In the humid brightness of the kitchen she stood with one hand on her hip like a fashion model and the other calmly smoothing her hair. She was thirty-nine and didn’t know much about anything and probably never would, but she didn’t need Tom Nelson or anyone else to tell her she had never looked prettier.

“Pat?” she said. “As long as everybody knows I’m practically an alcoholic anyway, do you suppose I could fix myself a drink?”

PART THREE
Chapter One

For Michael Davenport, looking back, the time after his divorce would always fall into two historical periods: pre-Bellevue and post-Bellevue. And although the first lasted only a little more than a year, it came to seem longer than that in memory because so many things happened to him then.

It was a year of melancholy and regret – he had only to look into the infinite sadness of his daughter’s face to be reminded of that, even when she smiled, even when she laughed. Still, he soon found there could be an unexpected vigor in his days alone – a frequent quickening of the spirit, a brave and youthful readiness for anything; and it would always nourish his secret pride to know that within three weeks after leaving Tonapac he won a young and stunningly pretty girl.

“Well, sure it’s a good-enough place,” Bill Brock said, pacing around the cheap apartment Michael had found for himself on Leroy Street, in the West Village, “but you can’t just hole up here alone all the time, Mike, or you’re gonna go crazy. Look: there’s this big-assed party uptown Friday night – some advertising guy I hardly even know. He comes on like an extra-smooth gangster or something, but what the hell: almost anything might turn up at a party like that.” And Brock crouched over Michael’s desk to write down a name and address.

The door there was opened by a hearty man who said “Any friend of Bill Brock’s is a friend of mine,” and Michael ventured into a loud roomful of talking, drinking strangers who might have been picked at random off the street: they seemed to have nothing in common but their various kinds of new and expensive clothes.

“Pretty big crowd,” Bill Brock said when Michael had found him at last, “but I’m afraid there isn’t much good stuff – much available stuff, anyway. There’s an extraordinary little English girl in the other room, but you’ll never get near her. She’s surrounded.”

She was surrounded, all right: five or six men were trying to claim and hold her attention. But she was so extraordinary – all eyes and lips and cheekbones as she stood chatting in an upper-class English accent, like the prettiest girl in an English movie – that any chance of getting near her seemed worth the effort.

“…  I like your eyes,” she told him. “You have very sad eyes.”

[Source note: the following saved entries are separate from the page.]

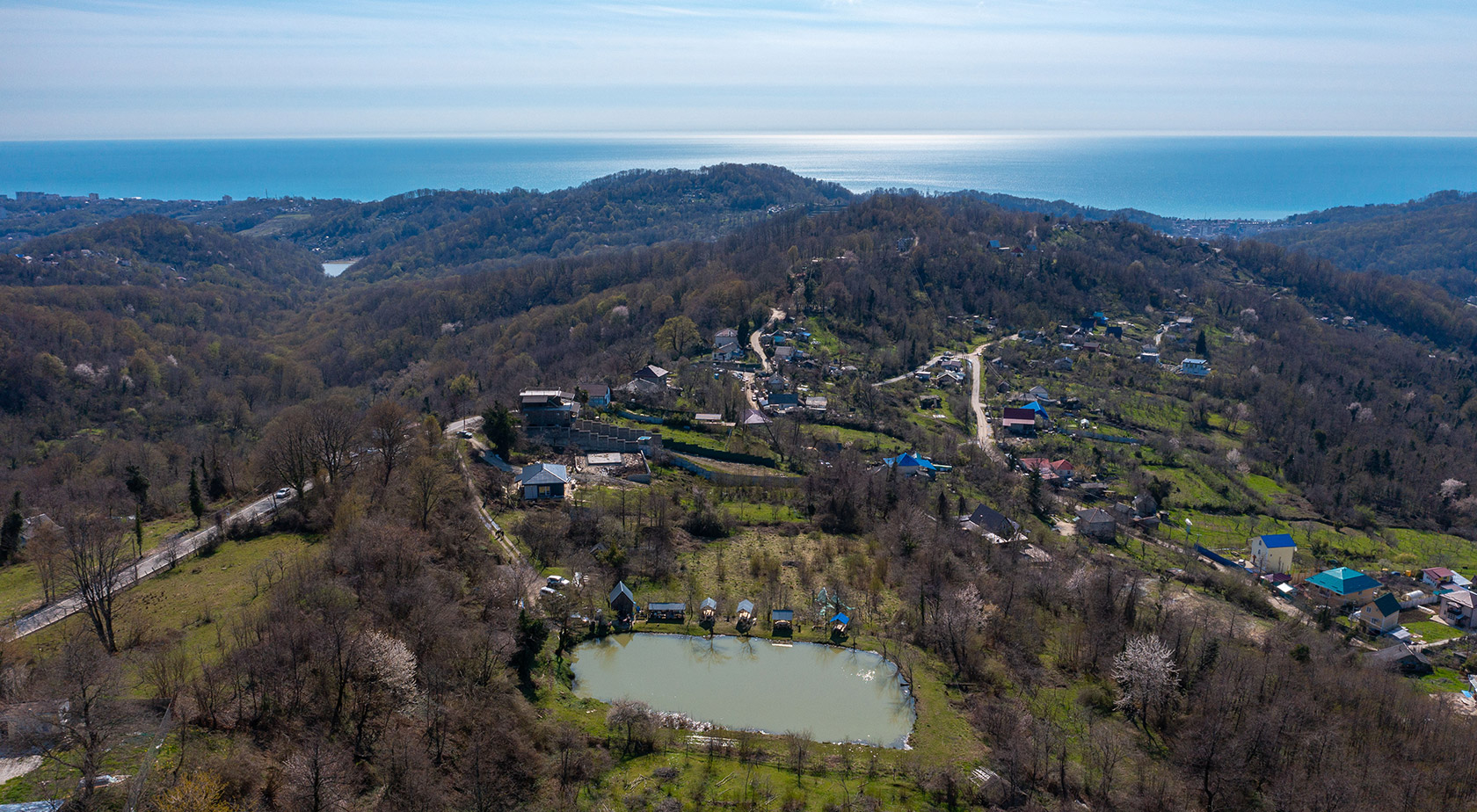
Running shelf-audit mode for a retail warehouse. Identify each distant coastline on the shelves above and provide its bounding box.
[0,136,1477,220]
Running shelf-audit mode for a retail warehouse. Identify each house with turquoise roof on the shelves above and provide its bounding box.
[1303,567,1381,606]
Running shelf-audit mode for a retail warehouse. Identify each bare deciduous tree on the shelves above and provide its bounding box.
[30,634,124,809]
[256,406,317,499]
[62,508,127,653]
[404,454,459,530]
[307,395,359,482]
[365,400,411,484]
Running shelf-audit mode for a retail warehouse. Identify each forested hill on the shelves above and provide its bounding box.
[333,163,852,280]
[1257,191,1477,295]
[0,214,324,295]
[950,189,1175,233]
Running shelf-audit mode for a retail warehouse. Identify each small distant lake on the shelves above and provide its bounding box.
[570,634,914,747]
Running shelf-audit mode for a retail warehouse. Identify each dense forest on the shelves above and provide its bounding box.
[1257,191,1477,297]
[0,173,1477,812]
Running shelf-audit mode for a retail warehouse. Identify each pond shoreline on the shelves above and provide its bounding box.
[569,632,917,749]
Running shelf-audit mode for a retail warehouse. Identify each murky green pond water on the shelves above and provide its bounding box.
[570,634,914,747]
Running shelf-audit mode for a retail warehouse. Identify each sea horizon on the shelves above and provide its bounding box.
[0,133,1477,220]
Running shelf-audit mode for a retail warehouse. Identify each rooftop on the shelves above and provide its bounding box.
[1307,567,1379,595]
[1262,533,1297,549]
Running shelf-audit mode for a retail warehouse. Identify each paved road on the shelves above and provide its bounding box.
[749,307,784,373]
[871,356,944,387]
[15,484,290,638]
[446,417,523,562]
[966,344,1006,464]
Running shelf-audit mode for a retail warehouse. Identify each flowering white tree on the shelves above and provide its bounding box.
[359,630,421,712]
[1112,634,1179,721]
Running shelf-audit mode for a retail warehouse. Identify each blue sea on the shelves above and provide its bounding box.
[0,136,1477,219]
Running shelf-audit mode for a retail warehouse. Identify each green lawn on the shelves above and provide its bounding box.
[0,502,226,619]
[15,533,310,697]
[1405,620,1466,642]
[1421,667,1471,694]
[1242,474,1290,499]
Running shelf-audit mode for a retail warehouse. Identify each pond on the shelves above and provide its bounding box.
[570,634,914,747]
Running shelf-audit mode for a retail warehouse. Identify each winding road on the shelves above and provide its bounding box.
[445,417,523,561]
[13,482,290,638]
[966,344,1006,464]
[749,307,784,373]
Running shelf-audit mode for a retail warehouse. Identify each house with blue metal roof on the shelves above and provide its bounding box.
[1304,567,1379,606]
[1359,592,1401,634]
[610,582,637,625]
[1251,533,1297,573]
[882,452,939,478]
[513,462,573,499]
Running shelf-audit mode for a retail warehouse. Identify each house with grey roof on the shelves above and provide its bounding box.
[513,462,575,501]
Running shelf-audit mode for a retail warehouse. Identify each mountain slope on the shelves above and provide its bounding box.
[1257,191,1477,295]
[333,163,852,280]
[10,214,324,293]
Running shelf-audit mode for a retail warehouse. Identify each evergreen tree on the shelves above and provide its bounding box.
[482,403,519,459]
[189,468,206,527]
[122,465,149,556]
[0,490,25,564]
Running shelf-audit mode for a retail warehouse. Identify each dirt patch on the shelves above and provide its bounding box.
[0,756,41,784]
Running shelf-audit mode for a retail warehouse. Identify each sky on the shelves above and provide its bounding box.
[0,0,1477,141]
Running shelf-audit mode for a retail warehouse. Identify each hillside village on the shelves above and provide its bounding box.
[0,185,1477,812]
[480,296,1477,702]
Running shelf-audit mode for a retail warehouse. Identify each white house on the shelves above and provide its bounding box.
[1251,533,1297,573]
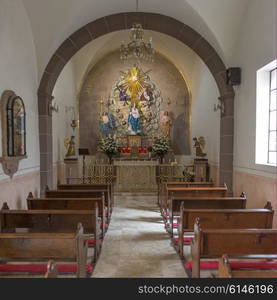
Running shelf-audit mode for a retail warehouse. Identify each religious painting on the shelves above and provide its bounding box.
[7,97,26,156]
[102,65,162,136]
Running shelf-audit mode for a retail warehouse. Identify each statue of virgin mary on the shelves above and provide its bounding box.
[128,104,140,135]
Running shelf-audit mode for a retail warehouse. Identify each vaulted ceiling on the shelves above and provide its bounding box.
[22,0,249,77]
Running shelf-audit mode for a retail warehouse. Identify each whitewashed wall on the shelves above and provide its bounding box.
[0,0,40,207]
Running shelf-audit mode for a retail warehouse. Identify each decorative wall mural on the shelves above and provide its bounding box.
[79,51,191,155]
[100,65,163,136]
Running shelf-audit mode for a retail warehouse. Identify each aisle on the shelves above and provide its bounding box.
[92,194,186,278]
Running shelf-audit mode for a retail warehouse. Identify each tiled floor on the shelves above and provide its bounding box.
[92,194,187,278]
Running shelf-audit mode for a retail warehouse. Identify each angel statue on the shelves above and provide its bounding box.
[193,136,207,157]
[64,135,76,157]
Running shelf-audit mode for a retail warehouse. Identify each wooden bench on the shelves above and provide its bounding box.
[0,259,58,278]
[56,183,114,214]
[0,207,101,262]
[45,187,111,224]
[27,196,107,238]
[218,254,277,278]
[158,181,214,208]
[0,223,92,277]
[166,193,247,237]
[188,219,277,278]
[176,202,274,258]
[162,184,227,223]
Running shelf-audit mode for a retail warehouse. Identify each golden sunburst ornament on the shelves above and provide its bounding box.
[118,65,149,106]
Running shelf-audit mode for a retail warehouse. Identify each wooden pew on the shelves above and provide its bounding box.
[45,187,111,224]
[0,203,101,262]
[166,193,246,237]
[218,254,277,278]
[158,181,214,208]
[162,184,227,224]
[0,223,92,277]
[44,259,58,278]
[177,202,274,258]
[56,183,114,216]
[0,259,58,278]
[188,219,277,278]
[27,196,106,238]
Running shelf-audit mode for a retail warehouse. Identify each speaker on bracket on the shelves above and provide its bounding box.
[226,68,241,85]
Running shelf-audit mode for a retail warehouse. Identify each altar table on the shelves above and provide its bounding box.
[114,160,158,192]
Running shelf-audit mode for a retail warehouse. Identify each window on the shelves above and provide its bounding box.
[268,68,277,164]
[255,60,277,166]
[7,96,26,156]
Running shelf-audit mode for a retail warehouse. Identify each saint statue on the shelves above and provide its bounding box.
[128,104,140,135]
[99,112,116,136]
[193,136,207,157]
[160,111,172,138]
[64,135,76,157]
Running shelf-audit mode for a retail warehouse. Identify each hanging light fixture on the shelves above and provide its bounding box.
[120,0,155,61]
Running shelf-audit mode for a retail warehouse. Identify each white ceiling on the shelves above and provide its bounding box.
[22,0,249,77]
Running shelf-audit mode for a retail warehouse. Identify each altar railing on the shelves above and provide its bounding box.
[66,159,193,191]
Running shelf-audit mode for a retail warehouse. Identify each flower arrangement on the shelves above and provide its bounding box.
[152,136,169,161]
[99,136,119,162]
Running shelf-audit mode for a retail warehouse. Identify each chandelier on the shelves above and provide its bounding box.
[120,23,155,62]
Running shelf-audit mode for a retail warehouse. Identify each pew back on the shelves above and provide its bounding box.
[191,220,277,277]
[0,223,91,277]
[218,254,277,278]
[27,198,106,237]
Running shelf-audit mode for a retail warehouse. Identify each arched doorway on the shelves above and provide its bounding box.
[38,12,235,190]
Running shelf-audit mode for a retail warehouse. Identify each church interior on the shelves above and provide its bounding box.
[0,0,277,278]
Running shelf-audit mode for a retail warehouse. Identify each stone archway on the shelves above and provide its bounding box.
[38,12,235,190]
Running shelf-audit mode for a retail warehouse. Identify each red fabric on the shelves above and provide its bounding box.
[0,264,93,273]
[173,222,178,228]
[87,239,102,247]
[173,237,192,245]
[184,261,277,270]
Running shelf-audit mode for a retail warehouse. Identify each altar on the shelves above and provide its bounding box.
[114,159,158,192]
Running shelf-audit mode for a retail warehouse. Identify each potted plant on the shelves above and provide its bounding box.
[152,136,169,164]
[100,136,119,164]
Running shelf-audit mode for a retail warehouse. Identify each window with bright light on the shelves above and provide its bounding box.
[256,60,277,166]
[268,68,277,164]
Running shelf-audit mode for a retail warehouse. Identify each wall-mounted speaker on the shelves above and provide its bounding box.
[226,68,241,85]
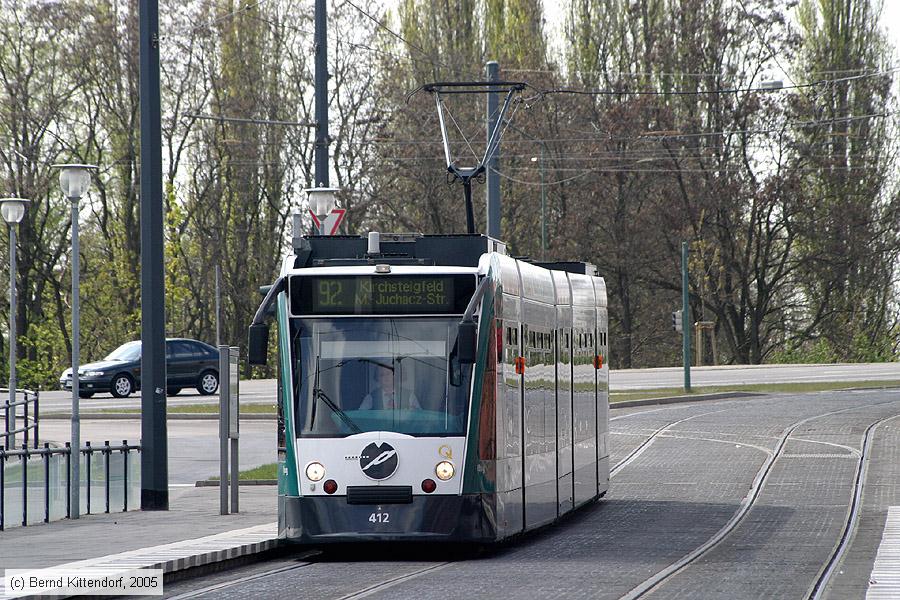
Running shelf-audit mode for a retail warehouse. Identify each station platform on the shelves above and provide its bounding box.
[0,486,278,598]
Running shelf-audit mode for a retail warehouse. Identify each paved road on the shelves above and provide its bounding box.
[609,363,900,391]
[31,363,900,412]
[166,390,900,600]
[40,379,276,412]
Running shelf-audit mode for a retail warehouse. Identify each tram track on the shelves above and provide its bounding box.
[337,560,455,600]
[168,561,316,600]
[620,400,900,600]
[609,408,729,479]
[807,415,900,600]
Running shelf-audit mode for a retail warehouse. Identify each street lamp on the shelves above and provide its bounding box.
[303,188,338,235]
[0,198,29,448]
[53,164,97,519]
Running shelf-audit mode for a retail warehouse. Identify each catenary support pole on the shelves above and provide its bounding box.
[681,242,691,392]
[485,60,500,239]
[140,0,169,510]
[315,0,329,187]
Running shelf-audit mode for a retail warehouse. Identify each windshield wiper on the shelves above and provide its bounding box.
[309,356,362,433]
[310,388,362,433]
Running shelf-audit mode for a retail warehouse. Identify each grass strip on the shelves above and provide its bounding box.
[209,463,278,481]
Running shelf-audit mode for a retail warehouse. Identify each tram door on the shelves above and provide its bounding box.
[497,294,525,537]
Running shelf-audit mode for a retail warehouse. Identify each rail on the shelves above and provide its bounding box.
[0,388,40,449]
[0,440,141,531]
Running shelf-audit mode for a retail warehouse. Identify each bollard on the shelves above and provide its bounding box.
[34,390,41,448]
[44,442,50,523]
[0,446,6,531]
[22,392,29,448]
[103,440,111,513]
[84,442,93,514]
[219,346,231,515]
[66,442,72,519]
[122,440,128,512]
[22,445,28,527]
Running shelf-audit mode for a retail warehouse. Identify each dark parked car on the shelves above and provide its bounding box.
[59,338,219,398]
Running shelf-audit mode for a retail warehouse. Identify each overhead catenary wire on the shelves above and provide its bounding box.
[525,67,900,102]
[159,0,268,40]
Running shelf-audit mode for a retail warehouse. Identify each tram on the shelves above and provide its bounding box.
[250,233,609,544]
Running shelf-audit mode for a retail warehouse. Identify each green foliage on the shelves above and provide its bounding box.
[16,321,68,390]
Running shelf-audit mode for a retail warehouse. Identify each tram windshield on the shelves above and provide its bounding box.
[291,317,472,437]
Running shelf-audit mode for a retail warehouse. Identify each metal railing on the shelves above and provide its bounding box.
[0,440,141,531]
[0,388,40,449]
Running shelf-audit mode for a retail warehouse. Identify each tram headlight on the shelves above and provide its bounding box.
[434,460,456,481]
[306,462,325,481]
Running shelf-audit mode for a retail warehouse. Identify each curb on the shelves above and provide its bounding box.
[0,522,285,598]
[194,479,278,487]
[609,392,768,410]
[41,412,276,421]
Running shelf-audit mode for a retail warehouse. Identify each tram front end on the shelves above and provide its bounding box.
[258,265,496,543]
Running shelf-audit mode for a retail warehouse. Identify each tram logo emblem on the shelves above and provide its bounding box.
[359,442,400,480]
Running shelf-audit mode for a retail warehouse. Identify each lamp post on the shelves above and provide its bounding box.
[303,187,338,235]
[53,164,97,519]
[0,198,29,448]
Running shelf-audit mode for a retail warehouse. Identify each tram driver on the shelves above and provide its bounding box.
[359,365,422,410]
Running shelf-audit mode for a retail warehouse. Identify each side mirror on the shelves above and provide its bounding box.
[456,321,478,365]
[247,324,269,365]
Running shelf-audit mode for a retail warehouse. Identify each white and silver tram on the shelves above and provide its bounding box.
[250,234,609,543]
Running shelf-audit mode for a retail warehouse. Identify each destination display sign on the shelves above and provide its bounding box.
[290,275,475,315]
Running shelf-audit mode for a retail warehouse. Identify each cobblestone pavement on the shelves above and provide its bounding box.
[167,390,900,599]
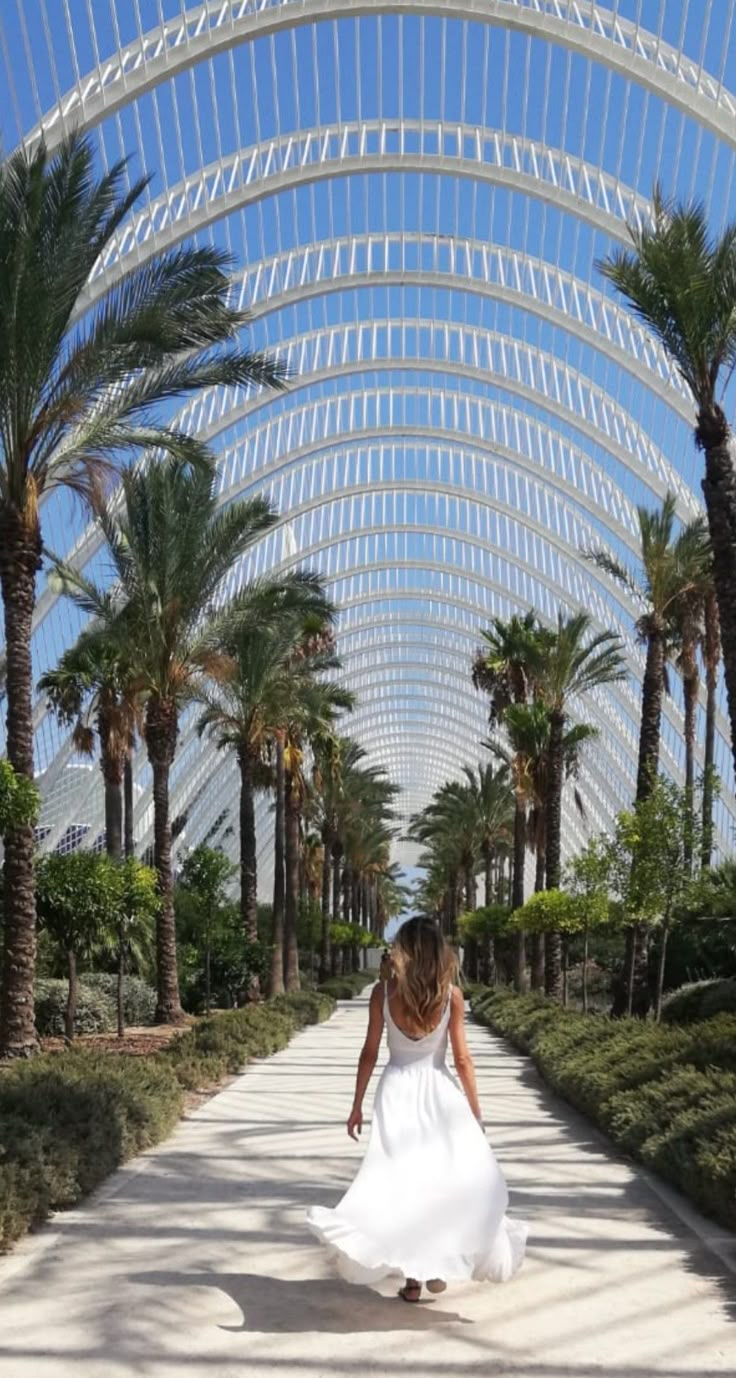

Within five minutes she’d agreed to meet him at the front door, “as soon as I can get away from all this”; that took five minutes more; then they spent half an hour having a drink in a bar around the corner, where she told him her name was Jane Pringle, that she was twenty, that she’d come to this country five years ago when her father was “appointed to direct the American part of an enormous international corporation,” but that her parents were now divorced and she’d been “sort of at loose ends for a while.” She wanted him to know, though, that she was wholly independent: she earned her living as a secretary in a theatrical press-agent’s office, and she loved her job: “I love the people there, and they love me.”

But Michael got her out of that bar and into a cab even before she stopped talking, and then in almost no time at all she was
naked in his bed with her sweet legs locked around his own, writhing and gasping and having at last what she later declared, in tears, to be the first orgasm of her life.

Jane Pringle was almost too good to be true, and the best part was that she wanted to stay with him indefinitely – or, as she said, “until you get tired of me.” Their first days and weeks together may not quite have been the happiest in Michael’s memory – there were a few too many artificial smiles and sighs for that – but they let him know that all his senses had come alive again, in surprisingly fresh and vivid ways, and that was enough for the time being.